Gopal Subramanium’s article “Repression is no solution” (June 8) is blind to the compulsions of governance in a modern democratic state. Maintenance of law and order is the primary function of a state. When disruptive forces are equipped with sophisticated weapons, it becomes necessary to modernise the security forces. All anti-democratic forces are bent on capturing power by ruthless means. They need to be eliminated or tamed with a heavy hand.

G. Sridharan,

New Delhi

The state has radically metamorphosed after globalisation and liberalisation. The interests of corporates have taken centre stage. The tribals have been marginalised and their sources of livelihood run over. However, one should not be guided by the wrong notion that tribal alienation alone provides the motive for the Naxalites. Their ultimate aim is to overthrow the state and they are bound to scuttle all development initiatives.

Manohar Alembath,


Punjab insurgency is the very illustration of the writer’s view.

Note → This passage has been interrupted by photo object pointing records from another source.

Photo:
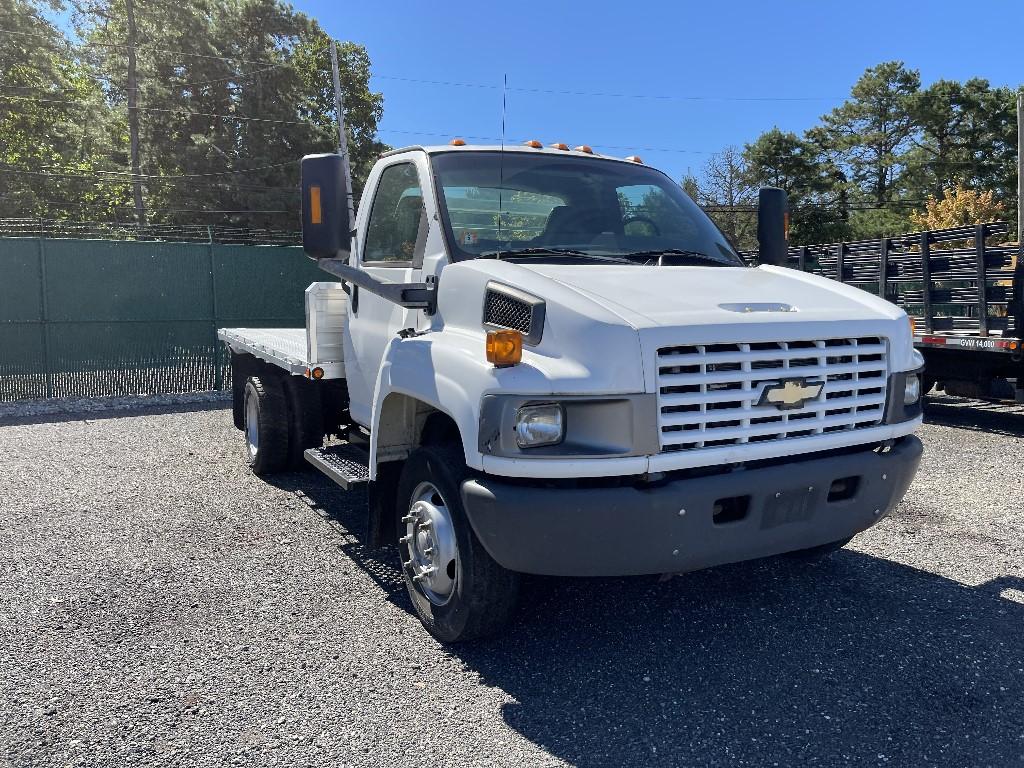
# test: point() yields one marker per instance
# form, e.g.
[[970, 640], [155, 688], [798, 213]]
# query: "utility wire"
[[100, 179], [245, 118], [147, 46]]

Unheard voices, heavy repression and brutal rape of democratic institutions tempted the Sikh youth and leaders to take to arms and terror. Had the Anandpur Sahib resolution been debated and accepted, and the Dharam Yudh Morcha not been suppressed, things would have been different.

Kamaldeep Singh,

New Delhi

At 80, I am neither a Maoist nor a terrorist. Our nation is like a family. The older son is intelligent, earns more. The younger one needs help. The annoyed elder son wants the parents to ‘correct’ his sibling.

Without trying to solve the problem of the younger son, parents want to silence him by force. Repression will not bring peace and development; it will only promote feelings of vengeance. It is for the parents to decide how to run the family.